Reasonably reasoning AI agents can avoid game-theoretic failures in zero-shot, provably

TL;DR

This paper proves that Bayesian AI agents can reliably converge to Nash equilibrium in repeated strategic settings, ensuring stability in AI-mediated markets without extensive fine-tuning.

Contribution

It extends theoretical economics to show Bayesian AI agents naturally approach equilibrium, with empirical validation across diverse repeated-game environments.

Findings

Bayesian posterior sampling guarantees convergence to Nash equilibrium.

Agents observe only stochastic payoffs, yet still reach equilibrium.

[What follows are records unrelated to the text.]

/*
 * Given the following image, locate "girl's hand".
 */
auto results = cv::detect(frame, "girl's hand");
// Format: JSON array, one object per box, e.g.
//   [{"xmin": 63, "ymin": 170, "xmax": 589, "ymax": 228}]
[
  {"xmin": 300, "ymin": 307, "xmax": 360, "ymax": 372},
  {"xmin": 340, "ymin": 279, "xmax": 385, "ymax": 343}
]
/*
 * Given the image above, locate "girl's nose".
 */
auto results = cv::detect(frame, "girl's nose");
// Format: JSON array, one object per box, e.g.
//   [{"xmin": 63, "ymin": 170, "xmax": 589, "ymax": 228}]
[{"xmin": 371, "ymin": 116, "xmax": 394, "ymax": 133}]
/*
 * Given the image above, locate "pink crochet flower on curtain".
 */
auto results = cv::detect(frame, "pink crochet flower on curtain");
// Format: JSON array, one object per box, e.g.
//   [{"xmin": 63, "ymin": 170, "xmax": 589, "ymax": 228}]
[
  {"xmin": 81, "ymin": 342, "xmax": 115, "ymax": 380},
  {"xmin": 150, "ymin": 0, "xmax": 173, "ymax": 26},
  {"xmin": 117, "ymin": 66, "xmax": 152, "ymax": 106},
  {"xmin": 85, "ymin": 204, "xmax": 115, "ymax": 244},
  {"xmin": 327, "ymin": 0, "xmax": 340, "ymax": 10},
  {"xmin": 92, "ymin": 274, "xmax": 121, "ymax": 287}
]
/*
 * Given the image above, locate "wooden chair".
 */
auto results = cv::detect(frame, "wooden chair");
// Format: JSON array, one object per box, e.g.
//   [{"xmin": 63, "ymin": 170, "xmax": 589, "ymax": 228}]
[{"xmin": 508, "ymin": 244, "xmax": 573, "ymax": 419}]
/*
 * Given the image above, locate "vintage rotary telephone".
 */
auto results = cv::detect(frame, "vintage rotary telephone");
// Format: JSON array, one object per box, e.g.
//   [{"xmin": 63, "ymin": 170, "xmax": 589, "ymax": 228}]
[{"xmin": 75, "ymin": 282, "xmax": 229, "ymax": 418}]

Empirical tests confirm theoretical convergence in five different game environments.

Abstract

As autonomous AI agents increasingly mediate online platform markets, a fundamental question emerges: do these markets generate stable strategic outcomes? In repeated strategic environments, the Nash equilibrium provides a natural benchmark for this stability. However, empirical evidence on off-the-shelf LLM agents is mixed, leaving it unclear whether independently deployed agents can converge to equilibrium behavior without explicit strategic post-training. In this paper, we provide an affirmative answer. Extending the Bayesian learning literature in theoretical economics, we prove that AI agents, acting as Bayesian posterior samplers rather than expected utility maximizers, are guaranteed to eventually become weakly close to a Nash equilibrium in infinitely repeated games. We further extend this analysis to settings in which stage payoffs are unknown ex ante, and agents observe only their privately realized stochastic payoffs, and obtain the same convergence guarantees. Finally, we empirically evaluate these theoretical implications across five repeated-game environments, ranging from the Prisoner's Dilemma to marketing promotion games. Taken together, our findings suggest that strategic stability in AI-mediated markets can emerge from the intrinsic reasoning and learning properties of modern AI agents, without the need for unrealistic universal fine-tuning.